Hot-spare node

When you add nodes, you can specify up to four of them as hot-spare nodes. A hot-spare node can become online (handling I/O operations) automatically if needed.

For example, if a node fails, an available hot-spare node that matches the failed node is activated automatically and moves to the Online Spare state. The hot-spare node handles I/O operations for the failed node until it comes back online. After the node returns to the system, the hot-spare node returns to the Spare state, which indicates it can be automatically swapped for other failed nodes on the system.

The loss of a node, either for unplanned reasons, such as hardware failure, or planned outages, such as upgrades, can result in loss of redundancy or degraded system performance. To reduce this possibility, a hot-spare node is kept powered on and visible on the system. A hot-spare node has active system ports, but no host I/O ports, and is not part of any I/O group. If a node fails or is upgraded, this spare node joins the system and assumes the place of the failed node, restoring redundancy. Only host connection on Fibre Channel ports that support node port virtualization (NPIV) can be used for hot-spare nodes. The hot-spare node uses the same N_Port ID Virtualization (NPIV) worldwide port names (WWPNs) for its Fibre Channel ports as the failed node, so host operations are not disrupted. The hot-spare node retains its node identifier when it was the spare. During an upgrade, the spare node is added to the system when a node is removed. The hot-spare node replaces each node that shuts down for upgrade in a system.
Note: IBM® SAN Volume Controller systems support multiple I/O groups on long-term support releases only.

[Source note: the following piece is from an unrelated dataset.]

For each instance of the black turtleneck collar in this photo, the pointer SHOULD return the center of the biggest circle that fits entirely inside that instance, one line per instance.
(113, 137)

You can assign node pairs to specific I/O groups and then assign the extra nodes as hot-spare nodes. When a hot-spare node is added to the system, it is in Spare state, which indicates that it is not part of an I/O group. If a node in an I/O group fails, a hot-spare node automatically replaces that node and becomes a part of the I/O group. While the hot-spare node is in the I/O group, it is in the Online Spare state and returns to the Spare state when the original node rejoins the I/O group. A system can contain up to four spares at any time, which includes any hot-spare nodes that are online as spare nodes. Ensure that all cabling is correct to ensure that the system detects the nodes. If a node is not detected, review the installation information that was included with the system.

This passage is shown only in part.